While I'm robbing your place;
If I hurt my knuckles
When I punch you in the face...
I'm gonna sue! Sue! Yeah, that's what I'm gonna do!
Sue! Sue! I might even sue you!"
—Weird Al Yankovic, "I'll Sue Ya"
If the hacker is any good, they'll be using other people's machines. this means that you could be triggering legal fun™
Its a bit trigger happy and I do something like change VPN, with my session, and it looks like I'm trying to probe with multiple IPs.
Boom, my devices all fall apart and my internet is offline until they stop DOS'ing me
What about security researchers scanning for their research? What about scanners that notify you?
Namely, that if "common sense" is enough to prevent someone from suffering any injury from a booby trap even when they do trigger it, then it's not really a "booby trap" in the classical definition. It's just an object with dangerous edge-cases.
In the literal booby-trap case, you might picture, say... a garden hose.
It would be hard to imagine someone being harmed by "normal" use of a garden hose. Most ways to engage with it wouldn't result in any harm. You could turn it on, maybe get a bit wet or lashed if the hose whips around as it stiffens. Point it at yourself and use it to wash yourself clean. Maybe point it in your mouth and choke.
The only clear way to harm yourself with a garden hose, would be to put the hose in your mouth and then turn it on. And then to not remove the hose when you begin to feel very, very uncomfortable.
And that's very silly! Why would you do that? You could have stopped drinking from the hose at any time!
A garden hose has a dangerous edge-case: the water stream is infinite, and the hose fits in your mouth, and the internal stomach capacity of a human is finite. But it's an absurd dangerous edge-case. Nobody with common sense would encounter this edge-case. So a garden hose is not a booby trap. And an abandoned house with a garden house connected to a water supply, is not a booby-trapped house.
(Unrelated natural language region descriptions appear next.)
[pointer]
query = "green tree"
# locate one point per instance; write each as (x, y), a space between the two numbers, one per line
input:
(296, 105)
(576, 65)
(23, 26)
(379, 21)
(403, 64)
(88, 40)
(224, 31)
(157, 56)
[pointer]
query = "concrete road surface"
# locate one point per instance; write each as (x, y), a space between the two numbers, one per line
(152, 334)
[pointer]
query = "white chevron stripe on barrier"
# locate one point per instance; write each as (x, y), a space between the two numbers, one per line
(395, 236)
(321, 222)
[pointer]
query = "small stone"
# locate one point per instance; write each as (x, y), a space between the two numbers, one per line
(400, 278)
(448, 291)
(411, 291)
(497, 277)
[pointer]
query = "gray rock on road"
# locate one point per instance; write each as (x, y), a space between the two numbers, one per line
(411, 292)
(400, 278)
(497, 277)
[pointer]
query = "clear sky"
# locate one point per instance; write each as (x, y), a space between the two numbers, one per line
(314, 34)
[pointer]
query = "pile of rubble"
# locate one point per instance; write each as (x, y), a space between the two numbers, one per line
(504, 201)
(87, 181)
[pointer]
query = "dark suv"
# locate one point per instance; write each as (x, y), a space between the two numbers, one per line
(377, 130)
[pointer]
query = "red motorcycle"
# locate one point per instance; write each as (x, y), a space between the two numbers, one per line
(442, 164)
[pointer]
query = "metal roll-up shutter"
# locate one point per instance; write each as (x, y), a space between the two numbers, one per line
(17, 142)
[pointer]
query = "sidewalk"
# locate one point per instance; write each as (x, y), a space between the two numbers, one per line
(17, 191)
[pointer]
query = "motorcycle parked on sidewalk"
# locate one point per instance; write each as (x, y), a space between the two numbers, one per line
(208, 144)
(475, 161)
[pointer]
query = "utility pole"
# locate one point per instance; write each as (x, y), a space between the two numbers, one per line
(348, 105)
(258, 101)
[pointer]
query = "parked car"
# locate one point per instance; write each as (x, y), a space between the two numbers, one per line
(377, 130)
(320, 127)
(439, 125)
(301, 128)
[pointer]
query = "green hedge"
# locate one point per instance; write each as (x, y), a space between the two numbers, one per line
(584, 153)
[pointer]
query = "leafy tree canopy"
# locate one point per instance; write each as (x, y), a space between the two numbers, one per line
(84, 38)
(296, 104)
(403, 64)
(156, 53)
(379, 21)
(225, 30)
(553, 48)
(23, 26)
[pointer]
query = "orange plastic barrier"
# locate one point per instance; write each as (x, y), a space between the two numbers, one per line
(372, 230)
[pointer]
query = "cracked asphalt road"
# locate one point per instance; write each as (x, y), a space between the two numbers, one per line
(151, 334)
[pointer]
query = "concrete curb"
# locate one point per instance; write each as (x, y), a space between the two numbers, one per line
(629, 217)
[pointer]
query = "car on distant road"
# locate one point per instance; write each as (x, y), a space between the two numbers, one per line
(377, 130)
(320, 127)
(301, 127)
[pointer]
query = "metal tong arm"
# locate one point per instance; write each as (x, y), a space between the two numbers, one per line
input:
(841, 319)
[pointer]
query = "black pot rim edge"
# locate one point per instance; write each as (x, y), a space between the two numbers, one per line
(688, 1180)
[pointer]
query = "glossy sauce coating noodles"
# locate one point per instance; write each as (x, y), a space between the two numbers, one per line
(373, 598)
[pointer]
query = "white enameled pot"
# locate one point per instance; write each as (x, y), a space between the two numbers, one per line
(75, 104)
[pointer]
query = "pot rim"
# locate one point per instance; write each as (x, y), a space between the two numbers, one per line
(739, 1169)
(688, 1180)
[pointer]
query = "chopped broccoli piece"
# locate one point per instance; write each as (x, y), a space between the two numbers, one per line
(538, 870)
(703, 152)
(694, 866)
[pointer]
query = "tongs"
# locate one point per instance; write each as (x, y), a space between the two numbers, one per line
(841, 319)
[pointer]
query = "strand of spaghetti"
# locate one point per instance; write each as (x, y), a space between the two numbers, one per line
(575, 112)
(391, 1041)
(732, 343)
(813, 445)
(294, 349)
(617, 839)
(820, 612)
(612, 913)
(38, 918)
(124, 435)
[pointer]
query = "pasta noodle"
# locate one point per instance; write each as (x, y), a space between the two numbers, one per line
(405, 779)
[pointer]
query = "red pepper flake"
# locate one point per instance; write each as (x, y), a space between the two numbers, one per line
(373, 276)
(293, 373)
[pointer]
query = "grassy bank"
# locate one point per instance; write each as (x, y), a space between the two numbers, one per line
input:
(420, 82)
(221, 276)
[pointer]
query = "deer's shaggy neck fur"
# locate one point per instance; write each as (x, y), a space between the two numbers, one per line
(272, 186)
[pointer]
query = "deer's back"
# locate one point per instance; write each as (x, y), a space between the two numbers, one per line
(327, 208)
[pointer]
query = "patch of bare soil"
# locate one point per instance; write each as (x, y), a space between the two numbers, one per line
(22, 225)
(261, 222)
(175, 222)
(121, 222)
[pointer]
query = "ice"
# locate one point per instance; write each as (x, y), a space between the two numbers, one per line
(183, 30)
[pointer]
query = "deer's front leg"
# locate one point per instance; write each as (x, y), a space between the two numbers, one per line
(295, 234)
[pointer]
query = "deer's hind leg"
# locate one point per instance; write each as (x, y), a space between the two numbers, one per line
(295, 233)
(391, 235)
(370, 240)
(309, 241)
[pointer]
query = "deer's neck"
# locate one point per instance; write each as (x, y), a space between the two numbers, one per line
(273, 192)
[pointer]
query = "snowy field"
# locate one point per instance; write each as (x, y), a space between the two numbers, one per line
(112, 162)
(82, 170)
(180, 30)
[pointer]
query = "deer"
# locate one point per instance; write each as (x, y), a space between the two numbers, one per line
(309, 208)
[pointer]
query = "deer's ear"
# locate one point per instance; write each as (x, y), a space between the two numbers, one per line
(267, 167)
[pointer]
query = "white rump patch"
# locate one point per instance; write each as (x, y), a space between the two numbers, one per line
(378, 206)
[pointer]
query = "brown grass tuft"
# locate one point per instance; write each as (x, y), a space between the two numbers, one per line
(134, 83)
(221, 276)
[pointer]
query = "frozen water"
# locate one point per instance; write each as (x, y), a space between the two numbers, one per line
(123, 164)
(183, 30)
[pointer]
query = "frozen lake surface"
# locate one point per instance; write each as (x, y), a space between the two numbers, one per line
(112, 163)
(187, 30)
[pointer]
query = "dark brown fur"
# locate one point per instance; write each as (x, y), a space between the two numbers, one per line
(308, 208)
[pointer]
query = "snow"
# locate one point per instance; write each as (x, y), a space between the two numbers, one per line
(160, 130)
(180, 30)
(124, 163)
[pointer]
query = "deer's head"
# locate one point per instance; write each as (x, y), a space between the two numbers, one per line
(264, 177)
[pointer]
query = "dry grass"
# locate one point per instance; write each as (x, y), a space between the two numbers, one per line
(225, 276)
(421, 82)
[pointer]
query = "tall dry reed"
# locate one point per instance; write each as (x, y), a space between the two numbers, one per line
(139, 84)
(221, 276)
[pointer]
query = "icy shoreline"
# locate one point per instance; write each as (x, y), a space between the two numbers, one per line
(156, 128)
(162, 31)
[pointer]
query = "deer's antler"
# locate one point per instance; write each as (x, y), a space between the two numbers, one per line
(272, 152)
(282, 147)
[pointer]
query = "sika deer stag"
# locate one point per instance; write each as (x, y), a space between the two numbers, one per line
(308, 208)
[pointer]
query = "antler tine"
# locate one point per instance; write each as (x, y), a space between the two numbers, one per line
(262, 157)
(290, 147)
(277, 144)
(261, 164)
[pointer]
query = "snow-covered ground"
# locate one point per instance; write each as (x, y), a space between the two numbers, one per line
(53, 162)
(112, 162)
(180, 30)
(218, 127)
See what I'm getting at here?
You can give up and stop streaming (/ parsing / building-up-your-in-memory-ADT-from) an HTTP response that "just keeps going and going" at any time. And any vuln-scanning client programmed by someone with some common sense (e.g. a professional security researcher) would have that common sense built into it. So a 1TB .env-file HTTP response is not a booby trap.
And yet, of course, it will catch (and break) those "special" clients, built by people with no software-engineering common sense, i.e. script kiddies. But it's not your fault that some people have built deranged software that goes around wrapping its mouth around strangers' garden hoses!
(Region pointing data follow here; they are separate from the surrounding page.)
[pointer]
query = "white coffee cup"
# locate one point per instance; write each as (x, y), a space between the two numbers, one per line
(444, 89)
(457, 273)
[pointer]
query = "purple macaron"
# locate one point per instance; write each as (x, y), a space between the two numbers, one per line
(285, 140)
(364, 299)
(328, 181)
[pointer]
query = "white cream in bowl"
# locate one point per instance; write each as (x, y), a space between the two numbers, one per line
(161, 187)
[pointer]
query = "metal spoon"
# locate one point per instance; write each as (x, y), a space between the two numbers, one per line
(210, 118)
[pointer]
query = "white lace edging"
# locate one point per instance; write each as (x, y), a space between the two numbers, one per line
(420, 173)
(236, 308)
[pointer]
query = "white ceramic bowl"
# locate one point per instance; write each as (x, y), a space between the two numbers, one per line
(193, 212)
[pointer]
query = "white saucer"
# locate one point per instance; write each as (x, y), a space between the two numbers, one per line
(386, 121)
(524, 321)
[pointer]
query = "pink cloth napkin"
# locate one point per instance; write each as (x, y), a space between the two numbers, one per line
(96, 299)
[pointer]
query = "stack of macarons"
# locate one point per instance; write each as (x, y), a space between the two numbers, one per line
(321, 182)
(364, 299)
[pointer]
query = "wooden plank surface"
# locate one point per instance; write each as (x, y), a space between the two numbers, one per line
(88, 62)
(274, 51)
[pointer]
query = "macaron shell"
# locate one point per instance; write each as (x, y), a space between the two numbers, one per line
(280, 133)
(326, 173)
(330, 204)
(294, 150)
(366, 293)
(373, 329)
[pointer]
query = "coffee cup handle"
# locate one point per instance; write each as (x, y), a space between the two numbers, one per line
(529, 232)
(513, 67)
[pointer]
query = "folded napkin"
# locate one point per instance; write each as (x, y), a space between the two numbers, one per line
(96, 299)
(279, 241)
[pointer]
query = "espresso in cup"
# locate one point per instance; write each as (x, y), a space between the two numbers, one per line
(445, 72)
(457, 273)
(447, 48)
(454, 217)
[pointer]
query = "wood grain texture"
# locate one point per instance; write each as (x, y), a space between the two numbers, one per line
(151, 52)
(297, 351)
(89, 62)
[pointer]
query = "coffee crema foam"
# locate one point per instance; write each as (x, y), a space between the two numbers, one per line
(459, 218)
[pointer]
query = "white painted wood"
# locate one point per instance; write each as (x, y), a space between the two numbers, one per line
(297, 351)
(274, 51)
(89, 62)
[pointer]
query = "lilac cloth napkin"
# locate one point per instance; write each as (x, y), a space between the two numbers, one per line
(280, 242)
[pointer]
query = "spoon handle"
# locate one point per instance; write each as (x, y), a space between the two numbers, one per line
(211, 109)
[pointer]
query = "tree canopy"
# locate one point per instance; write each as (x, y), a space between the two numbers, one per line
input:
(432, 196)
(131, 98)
- you don't know "who" you hit. The case in TFA is still rather simple (just send the "hack" as the response), but you will still most likely hit some residential proxy and nuke some random person instead of the responsible actor - (this is not too related to TFA but a point in discussions about hack-backs on a state-actor level) unless you're doing a very simple "attack", you need to have some sort of vuln ready to perform any kind of hack-back. Which leaves the ethical dilemma that actors are now motivated to keep vulnerabilities available, thus making the world more unsafe. And once you have used your vulnerability, your "enemy" probably knows it as well.
sjducb•52m ago
If Laos wants to be taken off the list of permitted targets then it can crack down on fraud. They have effectively allowed digital privateering against us by failing to crack down on fraud.
https://www.theguardian.com/technology/2025/dec/02/scam-stat...
alephnerd•46m ago
Both Cambodia and Laos have governments where leadership is directly tied to organized crime, but the PRC has continued to expand their relationships with both because of their strategic position and because their governments directly cooperate with Chinese law enforcement.
Similarly, in the threat hunting space, it's been common to find Russian originated malware that would shut itself off if it identified an indicator or signature that implied that the workload was within the CIS.
In the same manner, if I were to conduct illicit cyberoperations in a jurisdiction like the UAE but not target the US, India, China, and a couple other jurisdictions with strong ties with the UAE I could operate with impunity.
It's the same reason Neville Singham is in Shanghai and Guo Wengui is in New York. It's also the same reason Ecuador handed Assange after the government changed from being hard-left and aligned with Russia and Venezuela to center-right and aligned with the US.
Edit: can't reply
> the case that fraudsters can already target Loas and Cambodia with impunity from certain jurisdictions
Not legally or morally, but this is de facto the case.
That said, the countries most annoyed at Laos and Cambodia (eg. Thailand, Vietnam, and the auS) would much rather use regime change, or use pressure points like financial crimes prosecution which dramatically reduces your freedom and dramatically increases your risk of being used as a pawn to trade, and offer the carrot of negotiated immunity deals in return for flipping.
These kinds of organizations don't exist with impunity - they are pawns that are discarded the moment their value can no longer justify their liabilities.
sjducb•40m ago
If you are then I would point out that being legitimate allows you to attract better talent. See America’s private military contracting sector. Yes you can go and be a mercenary abroad and operate in a legal grey area, but if you’re a Private Military Contractor working for a major US company then you won’t go to jail in the US when you come back, and you can put it on your CV.